Abstract

Organismal stress responses to oxidative stress are relevant to ageing and disease and involve key cell-/tissue -specific signal transduction mechanisms. Using Drosophila, an established in vivo model for stress studies, we show that cell-specific inositol phosphate signaling specifically via Inositol 1,4,5 trisphosphate 3-kinase (InsP3 3-K, IP3K), negatively regulates organismal responses to oxidative stress. We demonstrate that the Drosophila Malpighian tubule (equivalent to vertebrate kidney and liver) is a key epithelial sensor for organismal oxidative stress responses: precise targeting of either gain-of-function constructs of Drosophila IP3Ks (IP3K-1 and IP3K-2), or loss-of-function (RNAi) constructs to only one cell type in tubule reversibly modulates survival of stress-challenged adult flies. In vivo, targeted IP3K-1 directly increases H2O2 production, pro-apoptotic caspase-9 activity and mitochondrial membrane potential.
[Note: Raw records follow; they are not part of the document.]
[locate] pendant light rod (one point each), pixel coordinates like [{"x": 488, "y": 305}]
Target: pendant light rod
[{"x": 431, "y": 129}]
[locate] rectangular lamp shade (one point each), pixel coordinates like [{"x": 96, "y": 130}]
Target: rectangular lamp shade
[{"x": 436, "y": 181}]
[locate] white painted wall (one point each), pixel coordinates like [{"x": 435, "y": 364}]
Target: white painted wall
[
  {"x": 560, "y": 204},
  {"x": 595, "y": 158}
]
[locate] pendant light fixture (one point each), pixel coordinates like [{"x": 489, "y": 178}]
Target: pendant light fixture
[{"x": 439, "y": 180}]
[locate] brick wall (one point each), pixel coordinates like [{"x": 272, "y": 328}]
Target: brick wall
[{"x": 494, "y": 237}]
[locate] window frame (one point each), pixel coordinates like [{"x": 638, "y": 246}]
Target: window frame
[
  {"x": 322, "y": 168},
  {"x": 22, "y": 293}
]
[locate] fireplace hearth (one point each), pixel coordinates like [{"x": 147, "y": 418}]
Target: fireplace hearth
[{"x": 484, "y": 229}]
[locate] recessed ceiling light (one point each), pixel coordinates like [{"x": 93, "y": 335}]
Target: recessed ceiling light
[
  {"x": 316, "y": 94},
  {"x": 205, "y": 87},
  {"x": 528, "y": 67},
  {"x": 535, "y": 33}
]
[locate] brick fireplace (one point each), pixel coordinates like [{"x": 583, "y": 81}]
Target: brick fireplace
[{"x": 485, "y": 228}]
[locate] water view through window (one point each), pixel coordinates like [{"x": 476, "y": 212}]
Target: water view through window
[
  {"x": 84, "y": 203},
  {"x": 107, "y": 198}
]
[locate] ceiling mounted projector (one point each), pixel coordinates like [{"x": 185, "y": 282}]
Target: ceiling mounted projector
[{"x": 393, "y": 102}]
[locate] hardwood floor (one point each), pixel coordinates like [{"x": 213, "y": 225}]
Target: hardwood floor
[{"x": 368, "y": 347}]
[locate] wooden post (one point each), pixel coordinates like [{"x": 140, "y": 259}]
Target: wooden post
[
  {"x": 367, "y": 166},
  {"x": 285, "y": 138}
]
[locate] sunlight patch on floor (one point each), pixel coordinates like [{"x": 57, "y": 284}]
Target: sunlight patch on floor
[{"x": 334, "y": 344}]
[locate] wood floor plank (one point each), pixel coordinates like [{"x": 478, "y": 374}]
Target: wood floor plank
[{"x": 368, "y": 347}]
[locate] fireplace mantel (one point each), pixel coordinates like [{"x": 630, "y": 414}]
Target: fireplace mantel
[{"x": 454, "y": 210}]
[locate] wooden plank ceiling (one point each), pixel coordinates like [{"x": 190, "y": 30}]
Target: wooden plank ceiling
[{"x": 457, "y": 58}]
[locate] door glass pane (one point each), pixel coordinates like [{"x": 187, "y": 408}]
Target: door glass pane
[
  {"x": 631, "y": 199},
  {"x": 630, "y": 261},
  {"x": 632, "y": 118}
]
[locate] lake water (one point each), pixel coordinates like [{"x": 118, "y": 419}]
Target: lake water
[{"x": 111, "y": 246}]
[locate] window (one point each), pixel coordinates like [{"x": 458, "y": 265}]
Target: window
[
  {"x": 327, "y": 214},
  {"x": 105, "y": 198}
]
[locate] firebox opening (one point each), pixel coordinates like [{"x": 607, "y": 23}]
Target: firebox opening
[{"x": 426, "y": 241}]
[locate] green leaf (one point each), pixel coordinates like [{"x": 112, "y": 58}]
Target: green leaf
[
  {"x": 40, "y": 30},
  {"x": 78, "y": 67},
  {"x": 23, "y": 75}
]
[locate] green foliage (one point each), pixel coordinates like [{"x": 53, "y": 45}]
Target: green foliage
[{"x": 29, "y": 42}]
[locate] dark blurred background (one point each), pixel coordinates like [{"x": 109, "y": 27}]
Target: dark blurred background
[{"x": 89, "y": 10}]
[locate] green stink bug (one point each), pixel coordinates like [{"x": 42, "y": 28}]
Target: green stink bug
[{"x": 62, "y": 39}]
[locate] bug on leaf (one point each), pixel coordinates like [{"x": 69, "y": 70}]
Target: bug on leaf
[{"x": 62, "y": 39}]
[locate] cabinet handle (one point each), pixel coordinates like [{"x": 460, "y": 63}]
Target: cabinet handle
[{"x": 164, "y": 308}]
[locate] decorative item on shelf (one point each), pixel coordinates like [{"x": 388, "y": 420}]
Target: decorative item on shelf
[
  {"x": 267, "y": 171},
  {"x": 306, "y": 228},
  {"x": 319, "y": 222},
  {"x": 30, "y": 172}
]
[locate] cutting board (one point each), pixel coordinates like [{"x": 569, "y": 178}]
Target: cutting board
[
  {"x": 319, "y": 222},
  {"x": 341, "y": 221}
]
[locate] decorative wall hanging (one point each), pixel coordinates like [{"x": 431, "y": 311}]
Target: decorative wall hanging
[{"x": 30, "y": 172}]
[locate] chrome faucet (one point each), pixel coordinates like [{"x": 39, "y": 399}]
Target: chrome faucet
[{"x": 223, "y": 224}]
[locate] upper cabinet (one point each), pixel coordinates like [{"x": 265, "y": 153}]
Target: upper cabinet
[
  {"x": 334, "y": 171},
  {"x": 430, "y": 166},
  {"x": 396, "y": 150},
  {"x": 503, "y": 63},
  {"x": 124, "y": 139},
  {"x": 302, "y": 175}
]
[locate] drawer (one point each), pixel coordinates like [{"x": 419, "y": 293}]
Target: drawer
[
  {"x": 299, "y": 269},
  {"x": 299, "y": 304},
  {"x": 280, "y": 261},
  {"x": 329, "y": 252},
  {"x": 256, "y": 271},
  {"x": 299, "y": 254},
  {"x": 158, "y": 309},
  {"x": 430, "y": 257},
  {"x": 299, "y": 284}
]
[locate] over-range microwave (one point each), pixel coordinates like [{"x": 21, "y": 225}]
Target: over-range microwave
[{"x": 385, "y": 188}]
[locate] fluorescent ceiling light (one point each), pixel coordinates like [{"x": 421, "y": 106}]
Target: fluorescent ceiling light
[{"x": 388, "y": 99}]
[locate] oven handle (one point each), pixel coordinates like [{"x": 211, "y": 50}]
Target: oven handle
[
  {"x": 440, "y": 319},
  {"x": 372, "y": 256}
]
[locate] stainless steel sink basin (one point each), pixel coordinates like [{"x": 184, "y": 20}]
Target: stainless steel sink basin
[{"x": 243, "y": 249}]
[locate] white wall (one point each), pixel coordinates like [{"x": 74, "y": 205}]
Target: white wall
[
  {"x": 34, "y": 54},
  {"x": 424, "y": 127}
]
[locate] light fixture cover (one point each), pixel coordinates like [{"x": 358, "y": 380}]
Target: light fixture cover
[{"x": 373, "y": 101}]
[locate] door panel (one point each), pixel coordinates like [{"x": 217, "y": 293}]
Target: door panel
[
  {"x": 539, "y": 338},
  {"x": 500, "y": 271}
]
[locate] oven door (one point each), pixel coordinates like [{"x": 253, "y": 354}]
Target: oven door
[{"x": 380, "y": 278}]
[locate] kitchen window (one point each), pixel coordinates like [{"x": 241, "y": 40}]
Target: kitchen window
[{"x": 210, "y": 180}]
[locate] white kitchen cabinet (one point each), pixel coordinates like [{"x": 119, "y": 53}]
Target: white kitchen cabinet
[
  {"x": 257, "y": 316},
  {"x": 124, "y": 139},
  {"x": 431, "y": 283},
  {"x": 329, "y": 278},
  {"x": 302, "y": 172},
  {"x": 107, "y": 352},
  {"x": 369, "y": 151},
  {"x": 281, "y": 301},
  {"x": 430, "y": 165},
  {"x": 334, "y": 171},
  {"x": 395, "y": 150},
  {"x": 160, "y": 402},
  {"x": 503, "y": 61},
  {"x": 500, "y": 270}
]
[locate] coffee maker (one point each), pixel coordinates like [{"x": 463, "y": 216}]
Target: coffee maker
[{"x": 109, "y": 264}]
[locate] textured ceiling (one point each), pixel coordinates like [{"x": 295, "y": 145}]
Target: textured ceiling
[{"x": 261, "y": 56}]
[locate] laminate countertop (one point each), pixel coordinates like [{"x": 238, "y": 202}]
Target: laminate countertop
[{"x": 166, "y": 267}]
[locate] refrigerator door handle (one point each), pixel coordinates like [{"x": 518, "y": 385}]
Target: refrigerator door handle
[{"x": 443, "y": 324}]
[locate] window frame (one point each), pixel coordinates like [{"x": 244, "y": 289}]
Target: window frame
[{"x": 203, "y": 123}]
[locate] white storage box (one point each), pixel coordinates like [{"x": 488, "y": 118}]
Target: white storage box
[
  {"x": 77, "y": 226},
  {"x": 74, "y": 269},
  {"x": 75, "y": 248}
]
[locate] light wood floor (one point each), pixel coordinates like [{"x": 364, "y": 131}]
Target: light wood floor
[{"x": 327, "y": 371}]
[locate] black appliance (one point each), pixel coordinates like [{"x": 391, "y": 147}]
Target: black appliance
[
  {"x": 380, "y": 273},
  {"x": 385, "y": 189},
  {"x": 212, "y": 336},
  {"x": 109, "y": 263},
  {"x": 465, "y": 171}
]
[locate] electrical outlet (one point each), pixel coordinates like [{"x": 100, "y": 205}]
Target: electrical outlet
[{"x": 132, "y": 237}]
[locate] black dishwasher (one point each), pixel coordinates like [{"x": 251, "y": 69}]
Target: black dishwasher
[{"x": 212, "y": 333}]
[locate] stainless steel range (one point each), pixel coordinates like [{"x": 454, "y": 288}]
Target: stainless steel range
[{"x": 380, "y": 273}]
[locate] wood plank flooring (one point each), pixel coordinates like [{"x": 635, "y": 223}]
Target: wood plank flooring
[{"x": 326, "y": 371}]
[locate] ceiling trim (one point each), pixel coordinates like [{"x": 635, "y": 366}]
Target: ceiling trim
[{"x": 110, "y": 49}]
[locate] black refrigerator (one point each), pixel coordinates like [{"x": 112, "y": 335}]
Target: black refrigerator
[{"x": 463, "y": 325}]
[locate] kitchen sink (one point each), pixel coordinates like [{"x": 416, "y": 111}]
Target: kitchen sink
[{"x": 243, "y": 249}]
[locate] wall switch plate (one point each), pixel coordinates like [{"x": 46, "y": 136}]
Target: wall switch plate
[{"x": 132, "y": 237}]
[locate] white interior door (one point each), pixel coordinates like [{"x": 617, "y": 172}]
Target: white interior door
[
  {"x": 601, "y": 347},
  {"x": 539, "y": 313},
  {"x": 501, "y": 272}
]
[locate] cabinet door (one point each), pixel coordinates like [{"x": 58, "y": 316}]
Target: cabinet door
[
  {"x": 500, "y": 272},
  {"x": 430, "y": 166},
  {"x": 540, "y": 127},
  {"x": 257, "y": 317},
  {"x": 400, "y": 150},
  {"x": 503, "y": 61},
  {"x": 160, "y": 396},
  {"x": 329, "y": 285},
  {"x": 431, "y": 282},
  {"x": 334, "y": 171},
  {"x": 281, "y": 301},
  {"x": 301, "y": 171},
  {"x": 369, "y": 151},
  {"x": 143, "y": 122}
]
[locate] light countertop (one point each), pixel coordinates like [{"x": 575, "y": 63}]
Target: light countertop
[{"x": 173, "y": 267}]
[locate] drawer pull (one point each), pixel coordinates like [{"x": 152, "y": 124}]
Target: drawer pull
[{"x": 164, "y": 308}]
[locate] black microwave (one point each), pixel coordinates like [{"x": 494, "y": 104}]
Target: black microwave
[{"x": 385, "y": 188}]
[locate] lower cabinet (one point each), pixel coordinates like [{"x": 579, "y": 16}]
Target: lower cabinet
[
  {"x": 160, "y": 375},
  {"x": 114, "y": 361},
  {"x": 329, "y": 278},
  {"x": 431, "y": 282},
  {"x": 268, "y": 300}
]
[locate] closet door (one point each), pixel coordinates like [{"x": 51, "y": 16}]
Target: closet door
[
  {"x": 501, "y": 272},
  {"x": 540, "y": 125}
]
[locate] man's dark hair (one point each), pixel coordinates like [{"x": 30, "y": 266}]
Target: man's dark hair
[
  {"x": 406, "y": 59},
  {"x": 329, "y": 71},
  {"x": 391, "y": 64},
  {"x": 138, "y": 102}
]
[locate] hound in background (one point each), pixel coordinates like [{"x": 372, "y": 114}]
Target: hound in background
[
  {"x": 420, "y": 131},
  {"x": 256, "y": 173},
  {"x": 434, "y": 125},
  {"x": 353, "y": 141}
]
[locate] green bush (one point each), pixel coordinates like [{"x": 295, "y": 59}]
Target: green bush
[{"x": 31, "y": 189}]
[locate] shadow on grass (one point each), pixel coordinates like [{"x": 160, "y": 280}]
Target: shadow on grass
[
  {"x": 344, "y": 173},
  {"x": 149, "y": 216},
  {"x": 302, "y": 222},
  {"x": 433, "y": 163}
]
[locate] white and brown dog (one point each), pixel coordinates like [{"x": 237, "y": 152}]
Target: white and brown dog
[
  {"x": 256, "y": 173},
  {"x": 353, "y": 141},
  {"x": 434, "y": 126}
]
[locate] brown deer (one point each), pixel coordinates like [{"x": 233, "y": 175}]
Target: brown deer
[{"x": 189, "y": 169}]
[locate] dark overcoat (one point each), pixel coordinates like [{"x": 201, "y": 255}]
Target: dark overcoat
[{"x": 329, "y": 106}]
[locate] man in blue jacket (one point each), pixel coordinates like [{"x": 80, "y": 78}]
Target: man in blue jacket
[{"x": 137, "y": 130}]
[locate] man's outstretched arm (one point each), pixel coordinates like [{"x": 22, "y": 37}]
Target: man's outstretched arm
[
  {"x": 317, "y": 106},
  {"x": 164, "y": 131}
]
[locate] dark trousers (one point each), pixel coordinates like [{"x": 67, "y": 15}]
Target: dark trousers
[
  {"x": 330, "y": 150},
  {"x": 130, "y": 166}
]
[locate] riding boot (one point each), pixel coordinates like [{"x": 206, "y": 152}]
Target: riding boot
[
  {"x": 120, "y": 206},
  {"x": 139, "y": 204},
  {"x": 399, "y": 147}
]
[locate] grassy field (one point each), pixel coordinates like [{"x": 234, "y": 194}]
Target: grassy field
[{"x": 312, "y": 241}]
The mitochondrial calcium load in tubule principal cells - assessed by luminescent and fluorescent genetically-encoded mitochondrial calcium reporters - is significantly increased by IP3K-1 under oxidative stress conditions, leading to apoptosis. The Drosophila orthologues of human apoptotic bcl-2 genes include debcl and buffy. Oxidative stress challenge does not modulate gene expression of either debcl or buffy in tubules; and altered debcl expression does not influence survival rates under oxidative stress challenge. Finally, targeted over-expression of either debcl or buffy to tubule principal cells does not impact on tubule caspase-9 activity. Thus, IP3K-1 modulates epithelial cell apoptosis without involvement of bcl-2-type proteins.